Thursday, November 23, 2006

COMING UNFUN

Does anyone enjoy when you are in the middle of having fun and somebody decides to ruin it? Where I live that happens all the time.

It is like all the dull people have extra energy to be sure they show up at every possible social event imaginable. And they do their best, intentional or otherwise to suck all the happy out of the moment.

I don't think it would be so bad if they just showed up and sat in the corner. But instead they insist up hanging out with everyone and trying to bore us to death by talking about work. May I have a unified yawn please.

Naturally the dull people also as a rule don't drink. So you can't even depend upon them to get polluted and just too drunk to say anything else. That I could live with too.

The rest of us could just let them passed out on the floor. We could work around that. You know, you just prop them up in the corner or use them as a doorstop. The point is that they would be useful!

Now since that is fantasy and not reality, I have to toss out the options I've come up with in order to come with those suffering from yawn-itis. That's what I call when the person's best form of conversation ends up putting me to sleep.

One thing I do is ask them about their family. If I'm lucky they will pull out their wallet or purse to show me the pictures. You'd be surprised how many pictures people like that can keep in their wallets.

I mean I can see the spouse and kids. But when they get to pets and plants, I'm hardly going to be thrilled by the photos.

However, the really nice thing is you can get them to whip them out and they get so caught up showing them they don't even notice that you've walked away. This little ploy works best when you can find another dullard and get them to play stand it.

If you work that good enough then by the time they get through with the photos you're so drunk yourself you don't even care. Or maybe you've managed to get lucky with that hot little blonde number and are off in the closet rearranging the hangers in a manner of speaking.

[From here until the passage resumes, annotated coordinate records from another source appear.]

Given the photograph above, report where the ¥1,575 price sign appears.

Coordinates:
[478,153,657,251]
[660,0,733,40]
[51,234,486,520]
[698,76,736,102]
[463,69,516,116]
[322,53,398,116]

There is always the one odd dullard out there that has no pictures. Even of his vacation to the city park or his computer.

For this person you have to be very careful. Any encouragement and you will have a friend for life whether you want one or not.

With these types you have to give them the whole razzle dazzle. You have to basically bore them. Whatever they want to cry about, you cry louder. It take a little practice, but any of us can be a complete bore when the time requires it.